The Texas Supreme Court has accepted a certified question from the U.S. Fifth Circuit Court of Appeals whether an insurer has the duty to defend in response to notice letters from the EPA regarding potential environmental violations. McGinnes Industrial Maintenance Corp. v. Phoenix Ins. Co. and Travelers Indemnity Co., 2014 WL 2599926 (5th Cir. Tex. June 11, 2014).
In the 1960s, the insured removed waste from a paper mill and released it into three ponds. The insured’s CGL policies during this time provided that the insurer “shall have the right and duty to defend any suit … seeking damages on account of ... property damage.
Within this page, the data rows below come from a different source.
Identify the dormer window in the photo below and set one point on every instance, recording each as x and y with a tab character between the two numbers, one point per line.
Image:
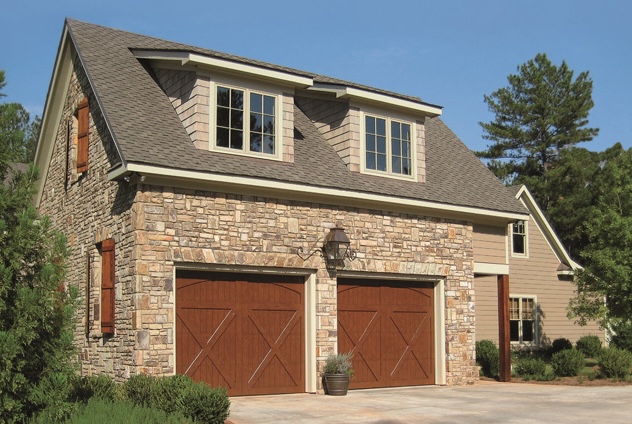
388	146
245	121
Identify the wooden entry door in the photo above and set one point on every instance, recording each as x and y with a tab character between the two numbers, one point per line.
389	328
244	332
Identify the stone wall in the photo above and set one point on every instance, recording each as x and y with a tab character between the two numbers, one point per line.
88	208
176	226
The EPA advised the insured’s parent company that it might be a Potentially Responsible Party (“PRP”) under federal statute as it contributed to the contamination of the sites. The EPA followed up with a Special Notice Letter, a request for a settlement offer, and a Unilateral Administrative Order. The parent then tendered the defense to one of its insurers, which refused to defend because there was no “suit.”
Because only one district court in Texas had addressed this issue, the Fifth Circuit certified to the Texas Supreme Court the question whether the EPA’s notice letters to a PRP and/or unilateral administrative orders constitute a “suit” within the meaning of CGL policies, triggering the duty to defend.